I ordered myself the large shoulder plane from Lee Valley today. "Using my golf winnings" ha! I won't see it until the end of June they say.


----------



## Peteybadboy

Bloodwood top, Rubio Mono Coat and Rubio top coat. Sanded to 320 which they say you should not do, go to 120 and stop they suggest. It deff looks better at 320. It is in direct sun light right now so it really looks on fire.


----------



## Desert_Woodworker

*Moke-* welcome back… very touching post- prayers. "incinerator toilet"- as you probably know you need to find out if your state approves it.
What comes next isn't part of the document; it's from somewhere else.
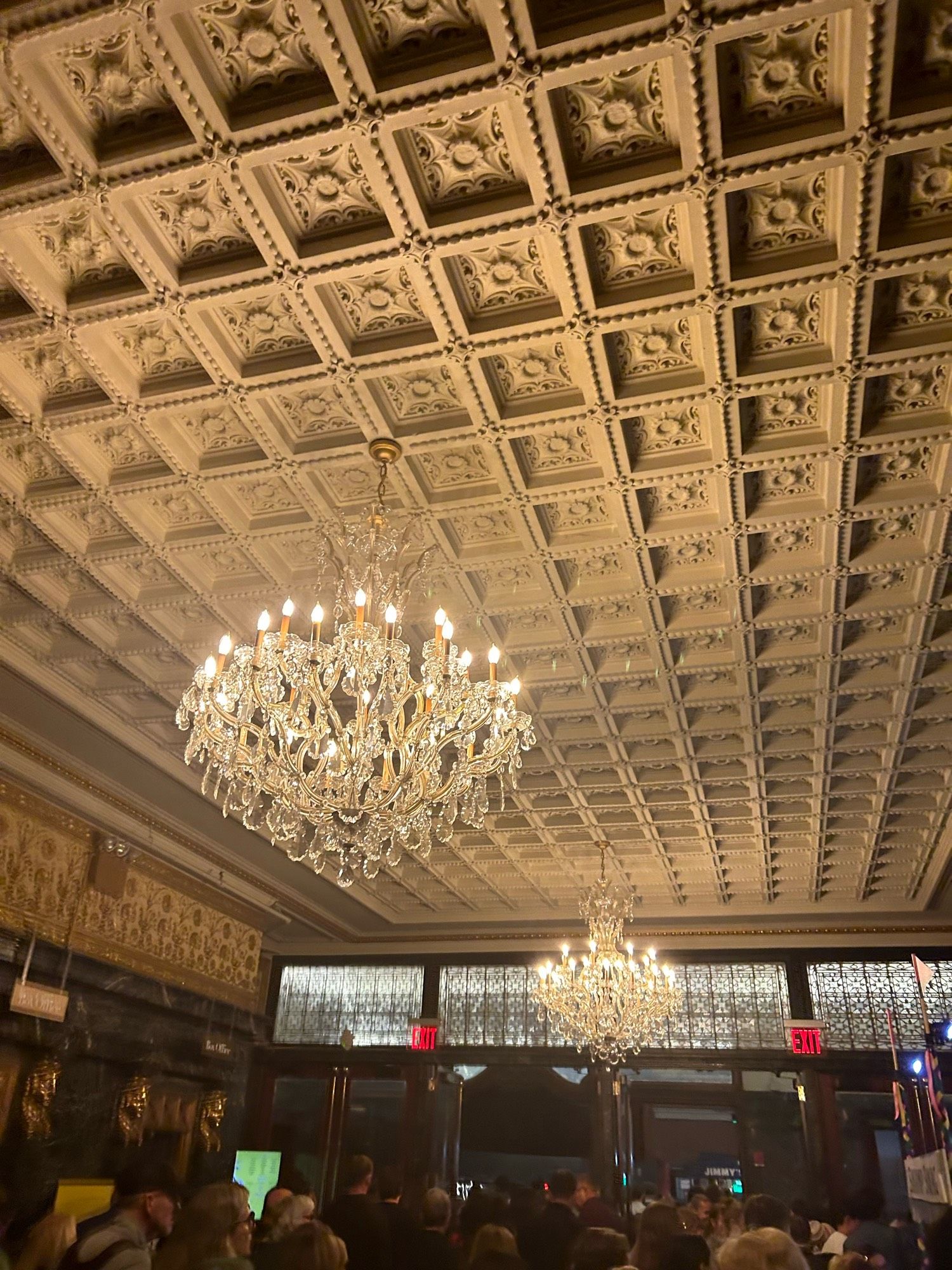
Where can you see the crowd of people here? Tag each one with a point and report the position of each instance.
(567, 1226)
I found this article on the Cinderella toilet, very informative with pictures…
https://www.treehugger.com/hot-poop-cinderella-incinerating-toilet-4858783

*Top Max*- some incinerator toilets run on propane any advice on this?

*
Brian*- I was starting to question your post with those finals. Furniture finals are mostly used for bed posts and curtain rods, but they are also found in crafts like yours- anyways beauty is in the eye of the beholder.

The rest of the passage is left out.